Chapter two focuses on the governance of wanghong. Especially insightful is the way in which the authors explain how “the cultural industries,” a term easily glossed over or left undefined, suggest something different in the Chinese context: “behind the economic and commercializing discourse there is a political agenda which aligns culture and media not only with economic policy, but also with ideological control and social governance” (p. 32).
Chapter three analyzes the landscape of wanghong platforms using the concepts of hyperplatformization and interplatformization to argue how wanghong platform ecology is both more competitive and more collaborative than the SME platform landscape.
Chapter four lays bare the conditions and socioeconomic backgrounds of those laboring in the wanghong industry. It traces the speedy evolution of creator labor and shows how this industry is permeated with precarity: not only does internet censorship demand continuous self-governance but also the affective demands on the wanghong worker whose personal lives are deeply intertwined with their professional lives may contribute to loneliness and vulnerability. The longer vignettes of wanghong workers’ experiences in this chapter contribute to a lively description.
Chapter five offers the reader a range of illustrative examples of wanghong creators taking up the complicated concepts of authenticity and creativity. An interesting observation here is what the authors call the “cultural dilemma” of wanghong: often stigmatized by the public media as being hedonistic and supporting materialistic values, there are actually very few wanghong workers who will proudly identify with the job description (p. 136).
The final chapter covers what could be constitutive of “global wanghong” and addresses the cultural politics of globalizing wanghong platforms. These platforms represent, the authors claim, the most effective efforts for Chinese culture to “go out”. At the same time, recent signs of rising platform nationalism undermine the idea that a global creator culture, effortlessly transcending national borders, and cultural differences might take shape any time soon.

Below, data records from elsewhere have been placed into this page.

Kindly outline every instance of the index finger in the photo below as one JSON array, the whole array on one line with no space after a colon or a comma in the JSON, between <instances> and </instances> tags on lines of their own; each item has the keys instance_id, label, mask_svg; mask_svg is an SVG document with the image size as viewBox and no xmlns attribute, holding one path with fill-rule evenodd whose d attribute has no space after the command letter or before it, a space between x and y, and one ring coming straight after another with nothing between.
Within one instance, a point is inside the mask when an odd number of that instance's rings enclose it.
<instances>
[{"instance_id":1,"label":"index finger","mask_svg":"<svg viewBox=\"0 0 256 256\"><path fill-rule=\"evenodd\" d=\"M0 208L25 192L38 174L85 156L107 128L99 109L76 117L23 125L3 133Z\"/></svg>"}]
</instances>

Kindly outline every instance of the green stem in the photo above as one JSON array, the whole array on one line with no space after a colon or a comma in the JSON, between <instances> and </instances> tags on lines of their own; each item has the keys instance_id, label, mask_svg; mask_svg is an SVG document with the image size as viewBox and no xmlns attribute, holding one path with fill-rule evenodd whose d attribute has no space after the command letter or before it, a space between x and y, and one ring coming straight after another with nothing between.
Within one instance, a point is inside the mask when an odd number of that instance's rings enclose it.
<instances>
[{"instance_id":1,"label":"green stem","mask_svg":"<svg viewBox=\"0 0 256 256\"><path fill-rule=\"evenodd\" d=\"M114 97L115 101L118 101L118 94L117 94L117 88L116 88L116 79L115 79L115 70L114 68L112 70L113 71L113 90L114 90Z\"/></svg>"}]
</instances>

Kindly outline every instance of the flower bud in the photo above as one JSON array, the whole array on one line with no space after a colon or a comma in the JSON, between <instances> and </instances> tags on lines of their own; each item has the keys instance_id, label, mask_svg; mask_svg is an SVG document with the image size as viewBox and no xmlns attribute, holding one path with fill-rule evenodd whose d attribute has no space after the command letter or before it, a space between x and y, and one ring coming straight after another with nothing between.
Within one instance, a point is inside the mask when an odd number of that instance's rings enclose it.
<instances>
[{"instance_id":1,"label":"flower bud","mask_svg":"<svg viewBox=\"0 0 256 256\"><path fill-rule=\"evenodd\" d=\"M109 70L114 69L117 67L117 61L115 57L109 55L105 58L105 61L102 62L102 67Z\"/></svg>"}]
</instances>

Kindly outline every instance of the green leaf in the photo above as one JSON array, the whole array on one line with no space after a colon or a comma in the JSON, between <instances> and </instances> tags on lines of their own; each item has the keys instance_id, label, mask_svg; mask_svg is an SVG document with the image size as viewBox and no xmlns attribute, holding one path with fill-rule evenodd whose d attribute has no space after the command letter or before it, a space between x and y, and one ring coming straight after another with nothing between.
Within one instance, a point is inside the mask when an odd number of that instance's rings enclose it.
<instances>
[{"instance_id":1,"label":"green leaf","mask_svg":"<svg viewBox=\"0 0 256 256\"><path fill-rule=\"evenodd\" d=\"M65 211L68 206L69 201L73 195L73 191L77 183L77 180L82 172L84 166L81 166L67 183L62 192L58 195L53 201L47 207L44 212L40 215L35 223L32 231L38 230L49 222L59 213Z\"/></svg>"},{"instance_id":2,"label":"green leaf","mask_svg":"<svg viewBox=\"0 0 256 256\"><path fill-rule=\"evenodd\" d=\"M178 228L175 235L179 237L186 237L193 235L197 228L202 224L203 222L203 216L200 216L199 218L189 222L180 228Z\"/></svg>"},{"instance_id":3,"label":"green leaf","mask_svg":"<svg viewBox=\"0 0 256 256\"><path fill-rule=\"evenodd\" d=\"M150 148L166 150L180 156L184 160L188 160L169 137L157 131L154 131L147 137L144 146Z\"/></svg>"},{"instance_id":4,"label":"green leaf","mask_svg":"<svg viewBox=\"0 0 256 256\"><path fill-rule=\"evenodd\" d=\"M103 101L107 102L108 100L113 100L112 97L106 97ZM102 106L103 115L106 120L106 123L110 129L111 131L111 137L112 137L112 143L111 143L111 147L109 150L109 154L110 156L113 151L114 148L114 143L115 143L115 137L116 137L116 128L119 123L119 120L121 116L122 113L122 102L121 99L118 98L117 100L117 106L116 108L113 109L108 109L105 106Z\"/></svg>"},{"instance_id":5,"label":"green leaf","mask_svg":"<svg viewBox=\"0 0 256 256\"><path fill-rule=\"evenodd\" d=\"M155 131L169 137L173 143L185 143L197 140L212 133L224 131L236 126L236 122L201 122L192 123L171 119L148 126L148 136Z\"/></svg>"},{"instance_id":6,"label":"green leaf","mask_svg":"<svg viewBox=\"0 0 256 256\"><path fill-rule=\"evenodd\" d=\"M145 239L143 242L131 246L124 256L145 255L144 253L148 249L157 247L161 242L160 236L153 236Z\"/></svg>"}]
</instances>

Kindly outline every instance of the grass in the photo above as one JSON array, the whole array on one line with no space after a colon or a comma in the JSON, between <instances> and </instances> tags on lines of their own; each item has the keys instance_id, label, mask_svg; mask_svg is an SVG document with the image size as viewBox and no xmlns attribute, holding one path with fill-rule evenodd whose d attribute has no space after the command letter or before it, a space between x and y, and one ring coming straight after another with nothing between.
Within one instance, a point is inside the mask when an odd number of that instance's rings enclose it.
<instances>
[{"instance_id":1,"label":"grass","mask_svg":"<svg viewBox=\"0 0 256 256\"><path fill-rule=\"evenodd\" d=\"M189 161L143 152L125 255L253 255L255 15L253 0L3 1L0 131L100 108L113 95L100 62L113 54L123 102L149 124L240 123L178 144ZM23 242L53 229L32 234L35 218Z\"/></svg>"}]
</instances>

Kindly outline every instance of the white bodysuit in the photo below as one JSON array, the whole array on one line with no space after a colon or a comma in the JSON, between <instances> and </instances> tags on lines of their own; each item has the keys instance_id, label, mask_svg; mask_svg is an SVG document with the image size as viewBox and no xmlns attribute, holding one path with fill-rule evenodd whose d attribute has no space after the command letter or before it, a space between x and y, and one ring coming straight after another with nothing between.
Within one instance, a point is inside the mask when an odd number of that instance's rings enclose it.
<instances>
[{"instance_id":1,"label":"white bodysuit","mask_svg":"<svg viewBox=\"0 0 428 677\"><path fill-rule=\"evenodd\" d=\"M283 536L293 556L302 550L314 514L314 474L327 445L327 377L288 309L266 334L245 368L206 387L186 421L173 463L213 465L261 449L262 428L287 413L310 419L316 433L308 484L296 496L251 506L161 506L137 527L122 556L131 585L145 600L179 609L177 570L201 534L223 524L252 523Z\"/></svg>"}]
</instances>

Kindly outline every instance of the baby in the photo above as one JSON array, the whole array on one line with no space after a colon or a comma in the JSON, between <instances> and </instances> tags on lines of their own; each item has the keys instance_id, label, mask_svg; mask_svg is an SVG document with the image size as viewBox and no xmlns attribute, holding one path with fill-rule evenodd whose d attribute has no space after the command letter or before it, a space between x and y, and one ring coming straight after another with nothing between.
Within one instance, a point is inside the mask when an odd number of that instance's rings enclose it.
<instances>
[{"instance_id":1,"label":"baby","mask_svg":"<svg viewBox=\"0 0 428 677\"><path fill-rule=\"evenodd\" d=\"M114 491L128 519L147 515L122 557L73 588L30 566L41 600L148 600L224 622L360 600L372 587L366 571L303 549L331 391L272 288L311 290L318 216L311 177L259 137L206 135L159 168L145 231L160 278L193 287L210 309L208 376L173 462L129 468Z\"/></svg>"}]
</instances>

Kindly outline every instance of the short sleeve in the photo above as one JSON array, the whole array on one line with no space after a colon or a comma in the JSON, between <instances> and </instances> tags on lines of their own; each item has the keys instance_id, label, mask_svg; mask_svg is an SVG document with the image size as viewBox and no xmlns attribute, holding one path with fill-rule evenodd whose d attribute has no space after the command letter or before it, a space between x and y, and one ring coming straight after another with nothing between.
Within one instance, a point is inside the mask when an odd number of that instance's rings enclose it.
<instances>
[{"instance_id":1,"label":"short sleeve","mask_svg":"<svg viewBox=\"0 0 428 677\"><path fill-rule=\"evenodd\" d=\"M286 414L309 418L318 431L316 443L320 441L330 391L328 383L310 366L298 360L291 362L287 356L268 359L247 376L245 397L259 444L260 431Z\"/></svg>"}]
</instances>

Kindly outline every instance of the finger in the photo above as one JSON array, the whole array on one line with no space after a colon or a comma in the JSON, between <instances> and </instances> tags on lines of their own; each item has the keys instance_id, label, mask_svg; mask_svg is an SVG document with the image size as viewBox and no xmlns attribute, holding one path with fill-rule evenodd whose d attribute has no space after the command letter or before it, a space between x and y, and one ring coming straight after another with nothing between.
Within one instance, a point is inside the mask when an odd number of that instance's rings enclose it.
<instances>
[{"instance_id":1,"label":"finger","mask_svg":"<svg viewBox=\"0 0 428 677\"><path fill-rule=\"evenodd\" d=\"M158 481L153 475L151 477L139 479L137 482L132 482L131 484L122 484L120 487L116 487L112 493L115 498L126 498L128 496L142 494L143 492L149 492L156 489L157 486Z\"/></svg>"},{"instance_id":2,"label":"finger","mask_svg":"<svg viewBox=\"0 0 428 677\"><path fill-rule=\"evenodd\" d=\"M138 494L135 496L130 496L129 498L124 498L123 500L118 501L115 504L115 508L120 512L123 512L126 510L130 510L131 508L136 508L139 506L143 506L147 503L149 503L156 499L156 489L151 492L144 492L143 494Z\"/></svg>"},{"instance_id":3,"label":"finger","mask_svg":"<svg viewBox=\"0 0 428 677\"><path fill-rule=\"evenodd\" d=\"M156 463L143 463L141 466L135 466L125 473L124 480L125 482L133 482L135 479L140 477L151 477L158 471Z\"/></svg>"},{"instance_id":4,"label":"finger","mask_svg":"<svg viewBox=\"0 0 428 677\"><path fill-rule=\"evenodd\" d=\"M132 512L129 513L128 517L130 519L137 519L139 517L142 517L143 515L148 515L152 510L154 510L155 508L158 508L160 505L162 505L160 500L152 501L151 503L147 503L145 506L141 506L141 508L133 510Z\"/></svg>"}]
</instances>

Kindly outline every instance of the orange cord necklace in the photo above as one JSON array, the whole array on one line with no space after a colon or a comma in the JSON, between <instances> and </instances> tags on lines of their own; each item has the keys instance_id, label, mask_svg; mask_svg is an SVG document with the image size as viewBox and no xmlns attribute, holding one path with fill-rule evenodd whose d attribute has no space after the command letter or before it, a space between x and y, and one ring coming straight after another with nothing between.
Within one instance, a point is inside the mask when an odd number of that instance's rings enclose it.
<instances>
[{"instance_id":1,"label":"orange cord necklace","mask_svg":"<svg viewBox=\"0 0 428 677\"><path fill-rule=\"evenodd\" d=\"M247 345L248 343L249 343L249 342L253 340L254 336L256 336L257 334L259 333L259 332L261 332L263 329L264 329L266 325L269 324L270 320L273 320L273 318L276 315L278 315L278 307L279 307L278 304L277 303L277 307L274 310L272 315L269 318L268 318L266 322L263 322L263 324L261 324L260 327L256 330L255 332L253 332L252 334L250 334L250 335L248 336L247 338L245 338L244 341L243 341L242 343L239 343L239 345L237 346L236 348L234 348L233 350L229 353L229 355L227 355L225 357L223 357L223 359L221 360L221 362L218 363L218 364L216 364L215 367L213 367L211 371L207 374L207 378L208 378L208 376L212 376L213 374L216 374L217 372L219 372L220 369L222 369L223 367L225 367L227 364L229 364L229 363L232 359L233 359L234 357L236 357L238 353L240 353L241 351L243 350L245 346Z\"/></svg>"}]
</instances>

All in all, this is on all accounts a well-written and comprehensive overview that does justice to the vibrant and varied landscape of wanghong. A critical reader might argue that the authors have perhaps squeezed in a topic too many—choosing fewer topics could have given the book more depth. This book review can only deliver a very small glimpse of the rich materials offered by Craig, Lin, and Cunningham. It will be a valuable text for undergraduate and graduate courses in global media or comparative media but also gives insights and context for media workers. I am further convinced, and hopeful, that this book will be applied widely in Western media studies, to contest Western centrism still so prevalent in media studies.